For fights "not won" (a loss or a no-decision), the numbers are almost the same as for fights won. This suggests that it doesn't really matter if the player wins the fight -- which shouldn't be a big surprise to most fans.

However, in the regression that included player dummy variables, the numbers for forwards came out double for winning than for not winning. The authors cite this in their conclusions, but I'm not convinced it means anything because of those inappropriate dummy variables. And why would it hold for wingers but not centers?

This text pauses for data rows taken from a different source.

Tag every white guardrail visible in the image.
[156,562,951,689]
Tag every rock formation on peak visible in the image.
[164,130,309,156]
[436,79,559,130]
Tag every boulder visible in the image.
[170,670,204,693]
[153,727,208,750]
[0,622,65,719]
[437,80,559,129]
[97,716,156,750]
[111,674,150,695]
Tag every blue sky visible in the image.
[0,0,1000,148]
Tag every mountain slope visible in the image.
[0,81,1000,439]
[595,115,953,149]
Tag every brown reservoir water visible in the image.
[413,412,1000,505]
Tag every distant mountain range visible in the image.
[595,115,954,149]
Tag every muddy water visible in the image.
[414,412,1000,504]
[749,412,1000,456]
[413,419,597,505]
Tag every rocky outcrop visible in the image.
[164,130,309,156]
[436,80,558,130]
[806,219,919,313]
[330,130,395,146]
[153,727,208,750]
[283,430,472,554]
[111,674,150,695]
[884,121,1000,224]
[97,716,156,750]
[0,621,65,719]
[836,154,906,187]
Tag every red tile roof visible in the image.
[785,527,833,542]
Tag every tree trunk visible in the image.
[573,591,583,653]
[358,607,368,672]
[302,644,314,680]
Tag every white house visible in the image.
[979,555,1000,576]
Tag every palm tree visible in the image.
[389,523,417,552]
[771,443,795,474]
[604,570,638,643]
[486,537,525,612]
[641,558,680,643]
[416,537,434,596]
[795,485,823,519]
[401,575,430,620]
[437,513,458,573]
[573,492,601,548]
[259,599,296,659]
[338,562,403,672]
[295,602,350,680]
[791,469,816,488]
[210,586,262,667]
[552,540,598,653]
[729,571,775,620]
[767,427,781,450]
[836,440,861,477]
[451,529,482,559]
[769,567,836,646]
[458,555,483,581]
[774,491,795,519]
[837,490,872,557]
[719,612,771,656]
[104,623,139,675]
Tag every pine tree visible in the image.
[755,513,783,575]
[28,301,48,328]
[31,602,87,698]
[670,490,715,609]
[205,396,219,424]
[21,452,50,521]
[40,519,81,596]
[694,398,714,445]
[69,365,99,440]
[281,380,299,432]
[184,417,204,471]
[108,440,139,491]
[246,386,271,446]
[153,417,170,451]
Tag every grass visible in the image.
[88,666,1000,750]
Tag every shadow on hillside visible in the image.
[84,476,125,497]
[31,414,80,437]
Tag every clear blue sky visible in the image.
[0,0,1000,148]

And I don't think too much of this stuff matters anyway, because I don't think the controls are strong enough that we can trust the results. I wouldn't be surprised if what's really happening is that players are being rewarded for being physical, for ice time, or for something else that correlates with fights. Only goals, assists, and games are otherwise controlled for, so there are a lot of other factors that could be correlated with fights.

Also, could it be that most or all of the effect is being caused by the presence of a few "goons," who are indeed paid to fight? Even if the "real" players' salaries were unaffected by fights, couldn't it be that the entire results of the regression are caused by the presence of enforcers, who we know are paid to fight?

The authors think so:

"We provide evidence for the proposition that observed low-ability wing players are paid a substantial wage premium to protect high-ability center players who can score goals. They do this by fighting with any other opposing player who threatens their star players, allowing the star player unfettered scoring possibilities. ... For this the wing players are paid a premium ..."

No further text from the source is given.